Should you use SSL VPN?

We've talked about SSL/TLS in the past and how it's a common method for securing your traffic.

A few months ago, we shared with you the results of a survey that revealed that only 6% of all people used a VPN. That means that 94% don't, which is a problem, because if 94% of users didn't use a VPN, then it's a good way to get caught up in a data breach. And the reason why is simple - users don't secure their traffic and it makes them an easy target for hackers.

As a result of this survey, I took a closer look at the SSL/TLS encryption technology to see if it could be improved, and I found a new and exciting way to encrypt your traffic. It's called SSL/TLS over HTTP/2 and it uses a method called Server Name Indication (SNI).

What does SNI do?

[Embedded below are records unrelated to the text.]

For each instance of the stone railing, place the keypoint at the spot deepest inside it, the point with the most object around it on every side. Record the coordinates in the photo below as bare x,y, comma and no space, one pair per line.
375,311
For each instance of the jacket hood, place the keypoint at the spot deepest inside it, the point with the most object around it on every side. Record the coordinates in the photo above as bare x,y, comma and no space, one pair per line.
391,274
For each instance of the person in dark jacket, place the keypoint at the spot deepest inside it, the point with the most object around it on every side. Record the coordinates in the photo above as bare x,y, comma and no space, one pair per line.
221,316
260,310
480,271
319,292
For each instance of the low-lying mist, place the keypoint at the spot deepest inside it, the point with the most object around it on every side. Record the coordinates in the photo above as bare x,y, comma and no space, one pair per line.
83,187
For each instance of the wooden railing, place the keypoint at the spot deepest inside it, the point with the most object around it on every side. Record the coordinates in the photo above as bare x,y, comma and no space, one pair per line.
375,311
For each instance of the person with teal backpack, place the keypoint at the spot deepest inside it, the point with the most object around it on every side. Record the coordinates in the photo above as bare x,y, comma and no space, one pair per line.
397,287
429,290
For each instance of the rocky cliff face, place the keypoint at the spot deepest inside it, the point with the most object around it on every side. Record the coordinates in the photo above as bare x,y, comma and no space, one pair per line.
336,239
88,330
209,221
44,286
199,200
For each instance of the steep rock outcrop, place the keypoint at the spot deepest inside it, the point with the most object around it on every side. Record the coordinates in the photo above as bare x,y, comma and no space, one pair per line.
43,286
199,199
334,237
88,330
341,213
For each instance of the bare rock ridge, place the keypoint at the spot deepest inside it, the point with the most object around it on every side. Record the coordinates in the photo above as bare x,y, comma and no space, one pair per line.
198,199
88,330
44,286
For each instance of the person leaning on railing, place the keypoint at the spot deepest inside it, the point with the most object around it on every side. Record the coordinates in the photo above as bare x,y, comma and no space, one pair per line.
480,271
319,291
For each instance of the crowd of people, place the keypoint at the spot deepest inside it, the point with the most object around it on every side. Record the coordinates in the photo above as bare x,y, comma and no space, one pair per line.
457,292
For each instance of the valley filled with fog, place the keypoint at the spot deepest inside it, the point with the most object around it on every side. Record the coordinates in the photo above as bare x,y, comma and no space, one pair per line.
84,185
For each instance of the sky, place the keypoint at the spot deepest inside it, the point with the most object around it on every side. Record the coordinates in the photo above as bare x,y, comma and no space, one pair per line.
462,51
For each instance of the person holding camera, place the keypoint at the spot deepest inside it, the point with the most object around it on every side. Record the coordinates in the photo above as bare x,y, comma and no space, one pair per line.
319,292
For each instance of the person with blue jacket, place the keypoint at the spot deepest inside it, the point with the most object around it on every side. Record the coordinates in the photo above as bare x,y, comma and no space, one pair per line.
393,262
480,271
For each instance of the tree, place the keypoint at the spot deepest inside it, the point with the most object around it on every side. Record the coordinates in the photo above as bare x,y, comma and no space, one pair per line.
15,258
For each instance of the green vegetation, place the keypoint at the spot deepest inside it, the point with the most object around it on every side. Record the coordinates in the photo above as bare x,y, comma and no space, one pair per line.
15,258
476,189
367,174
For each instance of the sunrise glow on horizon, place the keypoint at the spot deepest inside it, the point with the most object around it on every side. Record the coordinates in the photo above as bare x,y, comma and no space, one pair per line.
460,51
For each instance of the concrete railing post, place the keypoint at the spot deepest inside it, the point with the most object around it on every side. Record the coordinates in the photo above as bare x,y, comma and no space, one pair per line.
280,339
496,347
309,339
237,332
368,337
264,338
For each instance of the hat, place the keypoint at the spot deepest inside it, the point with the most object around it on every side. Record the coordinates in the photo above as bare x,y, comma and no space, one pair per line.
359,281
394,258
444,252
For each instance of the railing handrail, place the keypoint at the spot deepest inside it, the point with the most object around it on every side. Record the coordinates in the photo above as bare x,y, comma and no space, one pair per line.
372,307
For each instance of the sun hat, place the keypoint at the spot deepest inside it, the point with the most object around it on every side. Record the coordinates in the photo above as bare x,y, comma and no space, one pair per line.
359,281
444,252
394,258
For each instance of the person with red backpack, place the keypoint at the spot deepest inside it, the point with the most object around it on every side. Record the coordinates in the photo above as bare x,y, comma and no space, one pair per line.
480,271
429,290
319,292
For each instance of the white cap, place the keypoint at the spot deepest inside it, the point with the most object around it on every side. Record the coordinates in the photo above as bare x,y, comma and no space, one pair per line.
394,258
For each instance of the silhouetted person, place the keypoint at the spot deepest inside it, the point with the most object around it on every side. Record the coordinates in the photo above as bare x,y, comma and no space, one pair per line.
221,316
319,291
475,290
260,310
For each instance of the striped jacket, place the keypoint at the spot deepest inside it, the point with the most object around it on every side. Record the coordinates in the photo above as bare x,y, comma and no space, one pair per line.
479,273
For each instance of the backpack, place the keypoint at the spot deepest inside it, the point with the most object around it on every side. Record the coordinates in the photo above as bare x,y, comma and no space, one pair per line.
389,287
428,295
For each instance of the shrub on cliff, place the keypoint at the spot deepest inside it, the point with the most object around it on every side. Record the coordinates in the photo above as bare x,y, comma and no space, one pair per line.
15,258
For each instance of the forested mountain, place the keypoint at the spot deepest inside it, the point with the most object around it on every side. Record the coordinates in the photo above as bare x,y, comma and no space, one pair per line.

SNI is a method of using multiple domains on a single host (ie website) that can be identified by their domain name. The concept is not entirely new. There's nothing new about SNI; it's been around since the mid-2000s. However, it's not commonly used and it hasn't really been adopted into today's web.

As you can see, SNI has been around for a while now, but it hasn't really been popular for web traffic. There's nothing wrong with the technology itself; it's just that people haven't really embraced it as a way to encrypt their traffic. It's time we did.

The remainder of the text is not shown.